At the behest of Congress, the US Securities and Exchange Commission provided clarity on what constitutes a venture capital fund.

According to the SEC, funds which represent themselves to investors as being venture capital-focused, only deal in growth equity, provide a “significant degree of managerial assistance” or control over portfolio companies and do not offer redemption rights will be considered venture capital. Those types of funds will be exempt from the proposed rules which require private equity funds to register with the SEC as investment advisors.

The new rules also require reporting on fund size and type, as well as information about the fund's auditors, prime brokers, marketers, administrators and custodians.

Proposals also addressed a provision under the Dodd-Frank bill that raises the threshold required for a private equity firm to register with the SEC from $25 million to $100 million. The change will result in more firms registering with state securities authorities as opposed to the SEC.

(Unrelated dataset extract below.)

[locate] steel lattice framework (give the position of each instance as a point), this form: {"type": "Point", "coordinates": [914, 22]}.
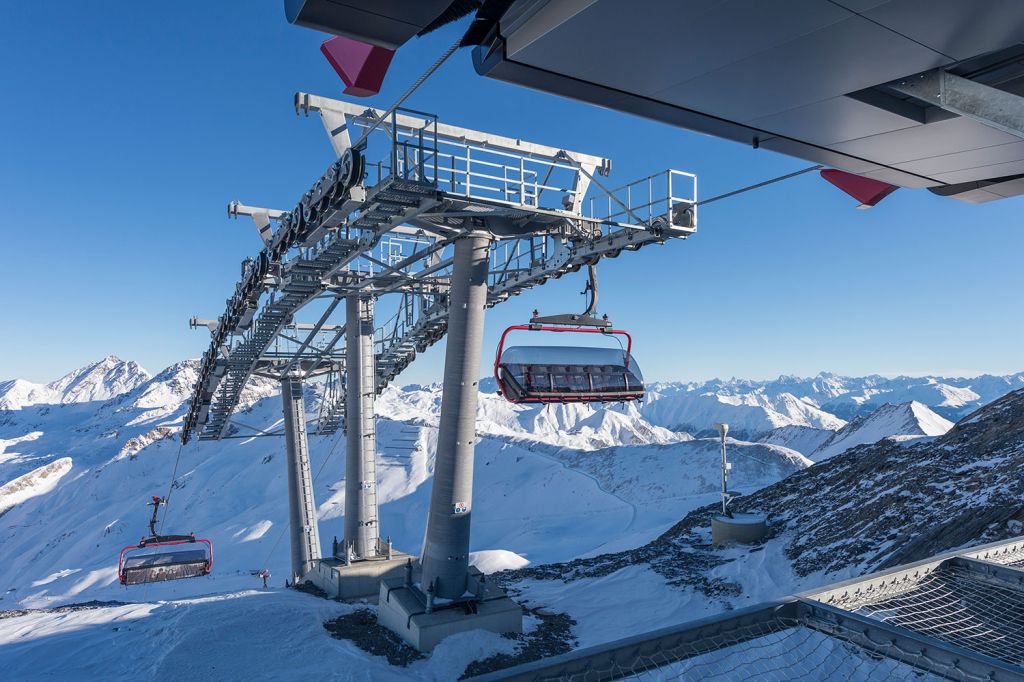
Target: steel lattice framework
{"type": "Point", "coordinates": [388, 226]}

In addition to venture capital firms, exemptions will be made for private equity firms with less than $150 million in assets under management and certain foreign advisors located outside of the US. However, the SEC will reserve the right to require exempted funds based in the US to still undergo basic reporting requirements.

“While we are not required to have these rules in place until the one year anniversary of enactment of the act in July, we felt it was important to issue our proposals relatively early,” said SEC Chairman Mary Schapiro, in a recent speech discussing the proposals. The SEC hopes “to finalize these rules in advance of the one year deadline to give clarity to advisors seeking to determine their registration status before next July”, Schapiro added.

The SEC will begin a 45-day public comment period following the proposed rule's publication in the Federal Register.